司馬氏の考えが濃く出ている言葉や、独特の表現などが収録されている。

目立つのは当時の不動産高騰や観光ブーム、都市化などによって日本各地の風景が画一化してきたことに対して嘆いている部分で、これまで読んだ作品でも随所で出てきてうるさく感じていたが、集められるとさらにうるさく感じる。

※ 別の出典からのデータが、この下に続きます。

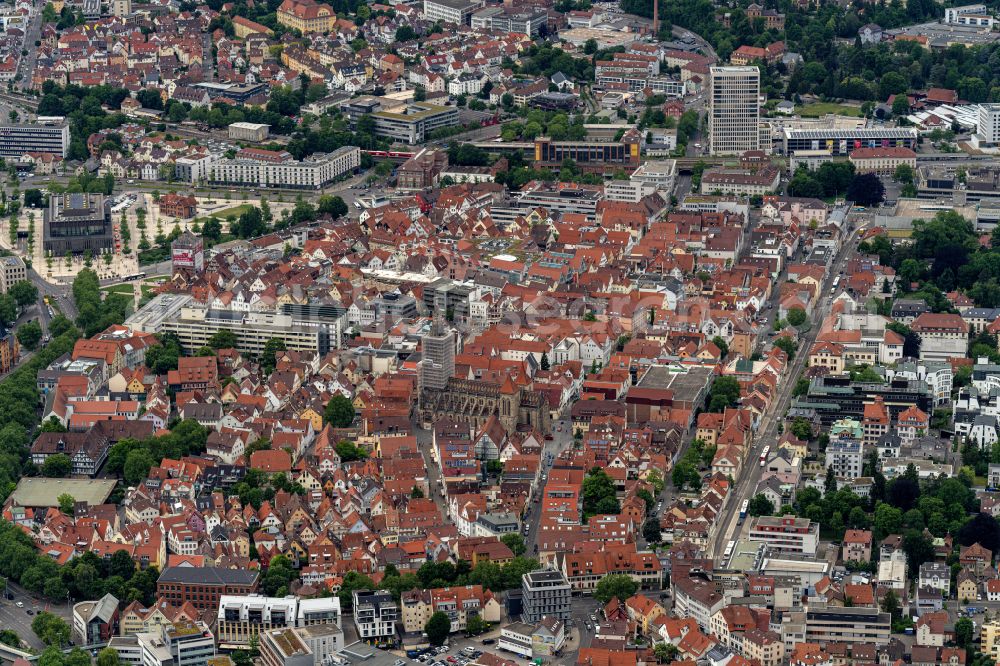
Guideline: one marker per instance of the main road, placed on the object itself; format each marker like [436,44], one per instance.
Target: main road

気持ちは分からないでもないが、司馬氏が各地の昔ながらの風景を求めているのは、本文中でややけなしている観光客が風景を求めているのと本質的には変わらないと考えているし、昔ながらの風景を残すためには多大な労力や不便を我慢するだけの覚悟が必要なわけで、勝手なことを言うのもほどほどにしろよと思ってしまう。
その地に住んでいて『街道をゆく』を読んだ人の中には、「また旅行者が勝手なことを言っていい気なものだ」と思った人もいそうである。

このように読んでいて文句を言いたくなる部分もあるが、基本的には旅している風景の中から出てくる、歴史にまつわるうんちく話が面白いので何だかんだ言いながら10冊以上読んでいる。

シリーズの本文を読んだことがなくても楽しめる言葉、読んでから出なければ伝わりづらい言葉が分かれていて、例えば前者としては旅先で出会った人の面白さなどで、後者ではトンカツが日本のどこでも当たり外れがないなどの司馬氏を身近に感じられるエピソードの話などである。

読んだことがない作品でも、例えば『愛蘭土紀行』のように言葉から関心を持って読んでみようかと思った作品も何作か出てきた。
その意味で、読んでよかったのだろうと思う。